Do any ex pats on this site live in any off the caravan parks we are looking to relocate to spain or france and have been looking at the retirement mobile home parks but are not sure if you can live on them permanent any help would be grateful


----------



## xabiaxica (Jun 23, 2009)

hough said:


> Do any ex pats on this site live in any off the caravan parks we are looking to relocate to spain or france and have been looking at the retirement mobile home parks but are not sure if you can live on them permanent any help would be grateful


:welcome:

there are lots of static caravan parks where people live all year round - we have one in my town where some friends of mine live

Camping Bungalows El Naranjal | Javea, Alicante. Playa, costa |


----------



## hough (May 13, 2012)

*hi*

thanks for that link i will have a look at it now are your friends permanent residents as the laws in france say it can only be for leisure? any help would be grateful as we are looking to relocate x


----------



## xabiaxica (Jun 23, 2009)

hough said:


> thanks for that link i will have a look at it now are your friends permanent residents as the laws in france say it can only be for leisure? any help would be grateful as we are looking to relocate x


yes they are permanent residents & even own a business here


----------



## hough (May 13, 2012)

xabiachica said:


> yes they are permanent residents & even own a business here


thanks so we would be better looking at spain really appreciate the help


----------



## Jumar (Mar 14, 2012)

Be very careful in your choice of mobile home parks and make sure that they are legal.

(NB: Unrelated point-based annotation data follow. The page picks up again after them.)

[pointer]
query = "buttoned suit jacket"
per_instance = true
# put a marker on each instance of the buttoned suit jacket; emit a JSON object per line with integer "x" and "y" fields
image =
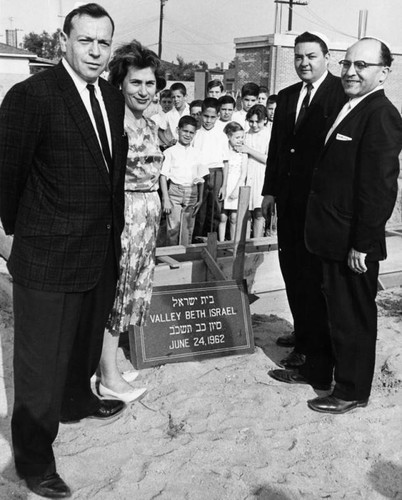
{"x": 292, "y": 155}
{"x": 354, "y": 186}
{"x": 56, "y": 195}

A lot of parks opened on the back of the property bubble and did so without permissions. Also be careful about the amount of rent charged. In some parks you can pay as much for your 150 sq mtrs of land than you would pay to rent a small property, and this is after you have bought the mobile home in the first place. If mobile home parks are really where you want to live do your research first and good luck!


----------